Introduction

This series will go through the process of building a Kubernetes cluster on Proxmox using Talos Linux from the ground up. I intend for this to go into a lot more depth than a lot of basic tutorials, and by the end you should have a cluster that you can actually trust to run workloads with high availability, backups, etc.

I use Proxmox in my homelab, but this could be followed easily in ESXi or other hypervisors of choice.

Building a bare cluster is easy. Making it work for you is not. Not because it’s hard, but because there are a lot of components and decisions to make. As many problems as Kubernetes solves, it introduces many new challenges and new ways of thinking about things. One of the hardest problems in my opinion is storage, which we will talk about and I will show you how I decided to do this in my homelab. It is possible to achieve dynamically provisioned storage with a single disk, and not just with hostPath. You don’t have to use Rancher Longhorn, OpenEBS (Mayastor) or Portworx. You don’t have to use NFS. It’s mix and match!

Other topics will include LoadBalancer services using MetalLB, secret management using Sealed Secrets (and also talking about SOPS with age), cluster backup of the etcd cluster along with Velero to back up cluster resources, and ingress with Traefik (plus Gateway API which is the successor to ingress controllers).

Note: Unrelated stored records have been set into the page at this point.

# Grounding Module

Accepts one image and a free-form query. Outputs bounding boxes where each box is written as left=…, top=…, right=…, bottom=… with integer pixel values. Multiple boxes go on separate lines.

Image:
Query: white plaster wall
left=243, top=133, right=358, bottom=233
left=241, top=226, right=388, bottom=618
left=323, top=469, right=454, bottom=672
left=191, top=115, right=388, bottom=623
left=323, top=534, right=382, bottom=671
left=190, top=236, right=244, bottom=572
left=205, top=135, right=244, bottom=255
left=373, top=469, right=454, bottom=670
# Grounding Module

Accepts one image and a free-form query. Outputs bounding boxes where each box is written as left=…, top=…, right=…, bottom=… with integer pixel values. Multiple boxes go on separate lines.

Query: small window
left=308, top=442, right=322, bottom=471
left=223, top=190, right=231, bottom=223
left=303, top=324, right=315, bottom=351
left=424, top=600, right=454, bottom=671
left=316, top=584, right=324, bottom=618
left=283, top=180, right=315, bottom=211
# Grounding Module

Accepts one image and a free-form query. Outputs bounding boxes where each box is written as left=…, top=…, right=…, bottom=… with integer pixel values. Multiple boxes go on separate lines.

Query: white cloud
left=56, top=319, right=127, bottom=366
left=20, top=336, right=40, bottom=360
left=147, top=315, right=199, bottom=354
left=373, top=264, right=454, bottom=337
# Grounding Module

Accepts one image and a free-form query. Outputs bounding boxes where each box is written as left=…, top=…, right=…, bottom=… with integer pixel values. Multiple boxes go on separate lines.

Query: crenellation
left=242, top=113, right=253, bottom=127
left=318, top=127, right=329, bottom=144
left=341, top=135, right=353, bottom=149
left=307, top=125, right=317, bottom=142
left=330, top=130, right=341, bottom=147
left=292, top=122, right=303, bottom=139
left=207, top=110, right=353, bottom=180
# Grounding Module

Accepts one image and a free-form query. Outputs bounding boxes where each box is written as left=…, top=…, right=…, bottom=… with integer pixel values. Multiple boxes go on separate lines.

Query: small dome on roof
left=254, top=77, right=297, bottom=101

Finally, and this will actually be the first topic, I will be using Talos Linux because I believe it’s the easiest option overall considering the initial build and also ongoing maintenance such as OS upgrades and Kubernetes version upgrades.

Using Talos Linux in theory makes managing the cluster itself very simple because their API is the only way to make changes and they include safe upgrade options for both the Talos nodes and Kubernetes versions. It does introduce some complexity, especially relating to storage, but we’ll talk about that a little later.

Prerequisites and Assumptions

  • You have a homelab of some sort and can download ISOs and create VMs.
  • You have a disk or virtual disk to dedicate for storage (or you can do clustered storage, we’ll talk about it).
  • You are able to read and follow along :)

Getting Started With Talos (Overview)

https://www.talos.dev/
Talos Linux is Linux designed for Kubernetes – secure, immutable, and minimal.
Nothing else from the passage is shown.